Cependant pour le parquet, la vidéo, le relevé topographique, le certificat de genre de mort et le témoignage de l’imam qui a fait le bain mortuaire suffisent largement comme preuve. L’imam a attesté l’existence de plusieurs blessures sur le corps de la victime. Cela a été corroboré par le docteur Babacar Niang, patron de la clinique SumAssistance qui a affirmé qu’un objet lourd est à l’origine de la mort Mamadou Diop. Car, a-t-il argué, le défunt avait le bassin cassé, puisque ses membres inférieurs étaient en addiction. Conforté par tous ses éléments, le ministère public a demandé que les prévenus soient déclarés coupables. Mais il a estimé que Tamsir est l’unique responsable de la mort de Mamadou Diop et des blessures subies par le député socialiste Cheikh Seck. Quant à Wagane Souaré, le parquetier a écarté sa complicité dans les faits de coups mortels et de coups et blessures volontaires. A son avis, le policier n’est coupable que du délit de non-empêchement de la commission d’un délit.

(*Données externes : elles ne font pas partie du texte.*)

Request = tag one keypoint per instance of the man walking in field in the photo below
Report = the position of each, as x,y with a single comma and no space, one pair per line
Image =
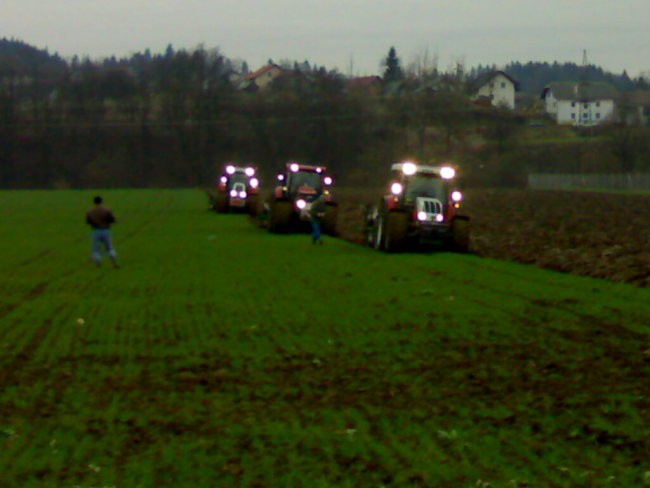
100,218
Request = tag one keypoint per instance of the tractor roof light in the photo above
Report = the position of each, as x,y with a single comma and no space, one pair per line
409,168
447,172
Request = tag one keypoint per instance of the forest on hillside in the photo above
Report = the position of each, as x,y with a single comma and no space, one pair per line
172,119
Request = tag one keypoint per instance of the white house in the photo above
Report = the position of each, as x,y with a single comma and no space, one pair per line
582,104
262,78
495,87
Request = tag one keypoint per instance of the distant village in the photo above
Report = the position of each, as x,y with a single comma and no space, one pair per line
575,103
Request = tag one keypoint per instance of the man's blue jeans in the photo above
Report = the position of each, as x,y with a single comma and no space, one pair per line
315,231
102,238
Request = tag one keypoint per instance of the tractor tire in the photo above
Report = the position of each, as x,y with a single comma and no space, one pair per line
279,217
395,231
221,203
330,220
460,235
253,206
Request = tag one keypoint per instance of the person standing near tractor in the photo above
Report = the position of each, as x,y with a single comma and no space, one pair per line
100,218
317,212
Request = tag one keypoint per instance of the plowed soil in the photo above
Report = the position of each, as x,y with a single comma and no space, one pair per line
602,235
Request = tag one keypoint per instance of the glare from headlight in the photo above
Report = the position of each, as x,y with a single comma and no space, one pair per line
409,168
447,173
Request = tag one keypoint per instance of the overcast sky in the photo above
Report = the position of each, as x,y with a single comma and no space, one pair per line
344,33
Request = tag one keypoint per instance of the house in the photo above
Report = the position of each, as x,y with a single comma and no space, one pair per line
262,78
582,104
494,88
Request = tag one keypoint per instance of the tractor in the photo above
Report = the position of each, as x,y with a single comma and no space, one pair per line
297,187
421,209
237,190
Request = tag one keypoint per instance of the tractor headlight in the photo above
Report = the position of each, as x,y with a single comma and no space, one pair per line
409,168
447,172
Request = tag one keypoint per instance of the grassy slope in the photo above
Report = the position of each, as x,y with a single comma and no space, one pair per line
222,355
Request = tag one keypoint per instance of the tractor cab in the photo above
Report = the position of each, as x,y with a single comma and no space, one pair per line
237,189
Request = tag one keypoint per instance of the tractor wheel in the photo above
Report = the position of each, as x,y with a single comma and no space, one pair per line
330,220
221,203
395,231
280,217
460,235
252,206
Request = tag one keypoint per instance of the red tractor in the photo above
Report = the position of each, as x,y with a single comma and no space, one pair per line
237,190
422,208
298,186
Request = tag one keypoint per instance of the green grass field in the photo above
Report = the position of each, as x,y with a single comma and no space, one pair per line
220,355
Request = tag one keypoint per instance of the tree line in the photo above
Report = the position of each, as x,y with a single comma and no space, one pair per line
174,118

Les conseils de la famille, Mes Mansou Hann et Abdoulaye Tine, pensent que le tribunal a assez d’éléments pour entrer en voie de condamnation, car ils ont failli dans leur mission de service d’ordre. Pour le préjudice, Me Tine a réclamé la somme globale de 108 millions de F CFA. Soit, 70 millions pour le préjudice économique, 30 millions pour le préjudice moral et 8 millions pour les frais de procédure. ‘’Les sommes réclamées ne pourront pas faire revenir Mamadou Diop, mais en les allouant, ce sera un message pour la famille’’, a justifié l’avocat, avant de demander que l’Etat soit déclaré civilement responsable. A sa suite, le conseil du député socialiste Cheikh Seck, Me Malick Mbengue, a demandé au tribunal d’ordonner une expertise pour évaluer les blessures subies par son client. Toutefois, l’avocat qui n’a pas manqué de faire un listing des victimes de bavure des forces de l’ordre, a réclamé une provision de 1 million de F CFA pour le compte de son client. Qui, a-t-il appuyé, marche avec une canne, depuis que le dragon de la police l’a frôlé.

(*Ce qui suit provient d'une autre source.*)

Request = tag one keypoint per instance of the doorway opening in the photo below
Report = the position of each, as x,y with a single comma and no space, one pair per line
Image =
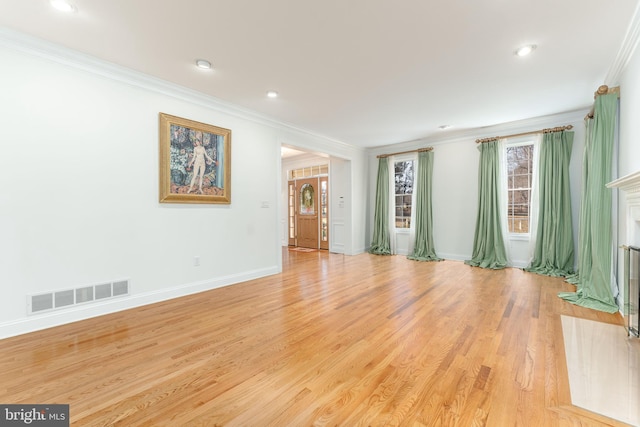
308,207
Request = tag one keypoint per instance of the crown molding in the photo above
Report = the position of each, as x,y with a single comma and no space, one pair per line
628,47
560,119
40,48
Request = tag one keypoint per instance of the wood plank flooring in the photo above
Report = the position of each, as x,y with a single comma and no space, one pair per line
332,341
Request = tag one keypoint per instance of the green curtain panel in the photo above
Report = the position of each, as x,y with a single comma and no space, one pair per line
381,244
593,279
554,252
488,244
424,249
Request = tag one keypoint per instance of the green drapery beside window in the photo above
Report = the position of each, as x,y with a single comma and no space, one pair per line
381,244
594,275
488,244
554,251
424,249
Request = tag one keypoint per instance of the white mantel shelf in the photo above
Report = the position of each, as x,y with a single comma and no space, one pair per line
629,183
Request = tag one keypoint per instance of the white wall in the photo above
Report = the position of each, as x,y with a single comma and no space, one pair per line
79,204
455,185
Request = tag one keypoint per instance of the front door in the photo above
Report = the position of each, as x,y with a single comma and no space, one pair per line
307,212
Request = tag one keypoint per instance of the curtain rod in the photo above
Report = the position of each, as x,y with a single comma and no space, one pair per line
382,156
602,90
549,130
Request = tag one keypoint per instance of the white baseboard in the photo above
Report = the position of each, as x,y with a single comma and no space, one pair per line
50,319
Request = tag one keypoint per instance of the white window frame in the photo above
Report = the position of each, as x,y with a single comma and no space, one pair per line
519,142
397,159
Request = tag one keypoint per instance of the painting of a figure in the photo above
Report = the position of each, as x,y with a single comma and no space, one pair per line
194,161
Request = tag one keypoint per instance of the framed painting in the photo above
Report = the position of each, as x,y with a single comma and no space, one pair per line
195,162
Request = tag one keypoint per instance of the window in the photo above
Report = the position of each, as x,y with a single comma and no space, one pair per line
519,175
403,192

Quoi qu’il en soit, l’agent judiciaire de l’État a déclaré que la responsabilité de l’État ne saurait être engagée. Car, la famille de la victime a été déjà dédommagée. En effet, le père de Mamadou Diop a confié que le président de la République lui a versé 5 millions de FCFA, en sus d’un montant de 2,6 millions de F CFA reçu de l’AJE. Il s’y ajoute que les deux orphelines de son fils reçoivent chacune, mensuellement, 25 000 F CFA, en tant que pupilles de la Nation. ‘’Mamadou Diop a été privilégié par rapport aux autres victimes des violences électorales. Son père a reçu plus de 10 millions que l’Etat lui proposait comme indemnisation’’, a révélé Cheikhouna Hann.

Par contre, Me Bamba Cissé, avocats des deux policiers, a plaidé la relaxe au bénéfice du doute ou à défaut, le renvoi des fins de la poursuite. Car, à son avis, le doute plane sur la culpabilité de ses clients et il n’existe aucune preuve. Il fonde sa conviction sur les dénégations des deux policiers, mais aussi sur la puissance du Dragon. ‘’C’est un véhicule de 30 tonnes avec 600 000 litres d’eau et roues. S’il avait touché la victime, elle serait écrabouillée’’, a conclu Me Cissé.